藤野 相場の5月病というわけではないけれども、米国の相場格言には「セル・イン・メイ」って言葉があるじゃないですか。ヘッジファンドの決算もあって、相場は軟調になりやすいところですが、実際、この5月はどうでしょう。以前、ヘッジファンドにいらっしゃった渋澤さんはどう見ていますか。

渋澤 政策の実践が乏しいと判断しているのであれば、グローバルマクロ系のファンドの場合、日本の株式のポジションはすでに手仕舞っているかもしれないですね。他の主要株式市場と比べて、今年の日本がかなり調整しているのは彼らの巻き戻しの売りの影響かもしれません。

消費税引き上げの影響もあるから、4~6月については様子見でしょう。ただ、夏以降にGPIF(年金積立金管理運用独立行政法人)が株式投資を増やしてくるかは、必ず注目しています。一方、個別銘柄を見ている株式ロング・ショート系などは、業績の格差が生じている企業間で、買いと売りを選別していると思います。

中野 株価が低迷すると必ず、ヘッジファンドの巻き戻しの売りが話題になりますが、これは一気に売って来るんですか。
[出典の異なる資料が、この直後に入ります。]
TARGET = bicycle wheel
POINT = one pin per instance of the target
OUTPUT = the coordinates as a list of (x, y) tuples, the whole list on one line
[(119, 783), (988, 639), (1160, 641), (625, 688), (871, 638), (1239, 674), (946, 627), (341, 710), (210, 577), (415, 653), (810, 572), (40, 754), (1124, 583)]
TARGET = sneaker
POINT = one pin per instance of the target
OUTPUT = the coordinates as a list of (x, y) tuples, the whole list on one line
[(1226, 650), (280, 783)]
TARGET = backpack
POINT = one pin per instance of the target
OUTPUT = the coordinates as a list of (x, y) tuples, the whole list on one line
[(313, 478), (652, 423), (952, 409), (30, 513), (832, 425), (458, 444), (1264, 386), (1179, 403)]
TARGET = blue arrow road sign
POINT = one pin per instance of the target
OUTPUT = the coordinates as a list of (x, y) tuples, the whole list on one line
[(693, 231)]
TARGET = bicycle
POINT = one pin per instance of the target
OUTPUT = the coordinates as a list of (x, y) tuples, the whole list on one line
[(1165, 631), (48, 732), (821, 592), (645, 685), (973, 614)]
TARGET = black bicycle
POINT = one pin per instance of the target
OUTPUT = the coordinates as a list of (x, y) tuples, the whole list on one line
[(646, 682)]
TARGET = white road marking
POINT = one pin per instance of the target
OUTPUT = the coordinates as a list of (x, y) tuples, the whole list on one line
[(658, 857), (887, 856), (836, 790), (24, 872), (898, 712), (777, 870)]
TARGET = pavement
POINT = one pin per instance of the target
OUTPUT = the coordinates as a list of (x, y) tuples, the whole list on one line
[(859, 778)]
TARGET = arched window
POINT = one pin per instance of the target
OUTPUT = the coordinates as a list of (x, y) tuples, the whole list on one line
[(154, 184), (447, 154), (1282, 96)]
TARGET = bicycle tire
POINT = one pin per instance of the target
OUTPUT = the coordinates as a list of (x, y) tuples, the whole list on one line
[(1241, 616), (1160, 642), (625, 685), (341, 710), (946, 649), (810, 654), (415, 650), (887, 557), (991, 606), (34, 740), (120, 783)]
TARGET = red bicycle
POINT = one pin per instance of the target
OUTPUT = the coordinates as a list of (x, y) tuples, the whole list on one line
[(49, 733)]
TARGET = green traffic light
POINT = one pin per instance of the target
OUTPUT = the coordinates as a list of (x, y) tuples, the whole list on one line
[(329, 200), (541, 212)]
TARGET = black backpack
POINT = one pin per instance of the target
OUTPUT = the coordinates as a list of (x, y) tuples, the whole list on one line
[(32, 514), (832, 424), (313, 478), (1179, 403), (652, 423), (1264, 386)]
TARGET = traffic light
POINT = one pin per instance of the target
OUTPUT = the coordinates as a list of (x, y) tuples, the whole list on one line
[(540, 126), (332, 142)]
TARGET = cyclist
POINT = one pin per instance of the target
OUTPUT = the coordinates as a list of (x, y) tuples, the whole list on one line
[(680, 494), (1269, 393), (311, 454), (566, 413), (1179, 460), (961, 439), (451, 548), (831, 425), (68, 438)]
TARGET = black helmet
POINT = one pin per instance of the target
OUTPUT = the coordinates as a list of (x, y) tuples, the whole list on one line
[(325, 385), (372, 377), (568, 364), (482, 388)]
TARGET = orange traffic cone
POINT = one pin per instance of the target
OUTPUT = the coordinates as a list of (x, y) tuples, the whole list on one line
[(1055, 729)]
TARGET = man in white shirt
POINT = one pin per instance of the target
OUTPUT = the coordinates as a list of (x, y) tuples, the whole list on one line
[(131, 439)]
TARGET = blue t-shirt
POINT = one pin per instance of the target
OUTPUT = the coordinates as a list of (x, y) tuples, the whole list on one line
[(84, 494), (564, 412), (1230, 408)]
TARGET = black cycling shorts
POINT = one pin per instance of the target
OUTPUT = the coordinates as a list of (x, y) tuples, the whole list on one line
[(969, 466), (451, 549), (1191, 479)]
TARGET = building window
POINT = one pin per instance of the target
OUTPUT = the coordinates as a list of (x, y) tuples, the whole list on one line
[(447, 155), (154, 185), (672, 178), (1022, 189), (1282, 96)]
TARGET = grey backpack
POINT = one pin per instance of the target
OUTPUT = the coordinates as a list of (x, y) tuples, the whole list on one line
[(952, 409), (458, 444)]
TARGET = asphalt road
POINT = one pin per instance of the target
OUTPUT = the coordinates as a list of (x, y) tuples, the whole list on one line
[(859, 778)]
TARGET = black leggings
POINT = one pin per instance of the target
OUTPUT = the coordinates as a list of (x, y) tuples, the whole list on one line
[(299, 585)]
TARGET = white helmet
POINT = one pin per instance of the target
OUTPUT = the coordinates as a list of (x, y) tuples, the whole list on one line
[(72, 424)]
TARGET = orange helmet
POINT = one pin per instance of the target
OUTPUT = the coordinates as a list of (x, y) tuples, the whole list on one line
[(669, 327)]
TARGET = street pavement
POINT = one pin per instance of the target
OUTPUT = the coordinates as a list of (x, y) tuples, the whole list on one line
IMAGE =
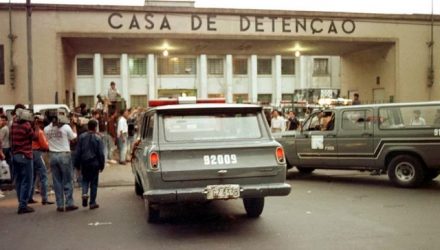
[(325, 210)]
それとも、たとえば3分の1ずつとか、じわじわ売ってくるのでしょうか。

藤野 ヘッジファンドが買っている日本株は大型株が中心だから、流動性があるので一気に売るんじゃないですか。

中野 私は、やはりヘッジファンドの巻き戻しの売りがあるのではないかと思います。そうでなければ、この5月病のような株価の動きは不思議ですよ。
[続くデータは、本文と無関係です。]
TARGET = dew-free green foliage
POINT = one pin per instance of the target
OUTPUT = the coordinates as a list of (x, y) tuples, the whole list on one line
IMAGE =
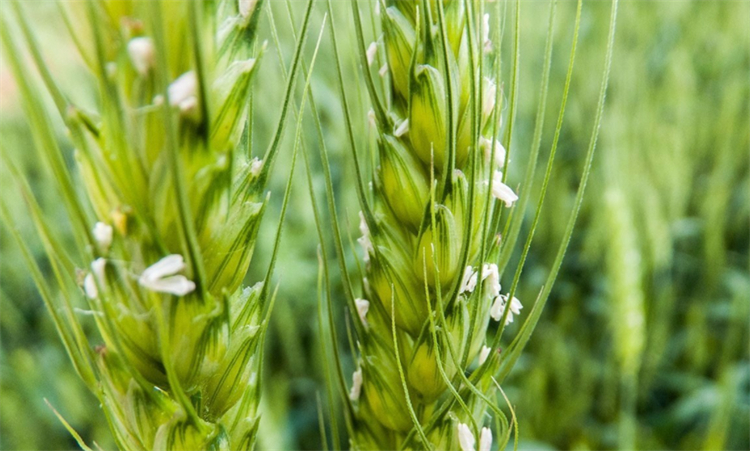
[(674, 144), (167, 225), (645, 342)]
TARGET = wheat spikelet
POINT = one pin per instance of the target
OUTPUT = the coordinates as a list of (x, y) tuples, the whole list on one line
[(431, 286), (177, 201)]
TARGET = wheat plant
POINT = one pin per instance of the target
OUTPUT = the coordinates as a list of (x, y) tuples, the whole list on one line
[(440, 218), (166, 218)]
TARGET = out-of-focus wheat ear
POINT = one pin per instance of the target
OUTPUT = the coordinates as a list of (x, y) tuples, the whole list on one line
[(514, 350), (44, 136)]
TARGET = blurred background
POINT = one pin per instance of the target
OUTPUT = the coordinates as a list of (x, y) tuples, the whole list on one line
[(644, 343)]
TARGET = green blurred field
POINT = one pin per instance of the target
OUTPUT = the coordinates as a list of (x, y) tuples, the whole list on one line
[(645, 341)]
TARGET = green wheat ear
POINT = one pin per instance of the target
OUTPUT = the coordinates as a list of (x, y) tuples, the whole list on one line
[(174, 199), (426, 375)]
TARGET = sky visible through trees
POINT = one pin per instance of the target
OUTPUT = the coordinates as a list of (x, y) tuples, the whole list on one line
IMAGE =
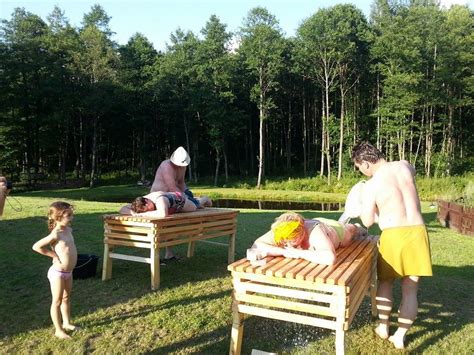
[(76, 104)]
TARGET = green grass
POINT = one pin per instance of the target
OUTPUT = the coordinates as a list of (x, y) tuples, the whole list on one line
[(191, 311)]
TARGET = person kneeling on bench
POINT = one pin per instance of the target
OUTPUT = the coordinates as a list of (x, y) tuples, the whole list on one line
[(162, 204), (315, 240)]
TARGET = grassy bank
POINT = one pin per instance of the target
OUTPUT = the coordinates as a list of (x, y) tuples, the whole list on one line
[(191, 312)]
藤野 いずれにしても、新規の買いがなくなったのは事実ですね。成長戦略への期待が剥落し、オバマ大統領が来日しても、TPPについて何も政治的決断ができなかったとなれば、日本のマーケットに対して懐疑的な見方が出るのも仕方のないことなのかも知れません。

渋澤 おカネの動きが鈍ったのは事実ですね。その象徴的な動きが、4月14日に取引が不成立になった日本国債の市場です。日銀が大量に国債を買って、長期金利が異常に低い水準に維持されているために、民間金融機関同士の取引が成立しなくなったわけですが・・・・・・。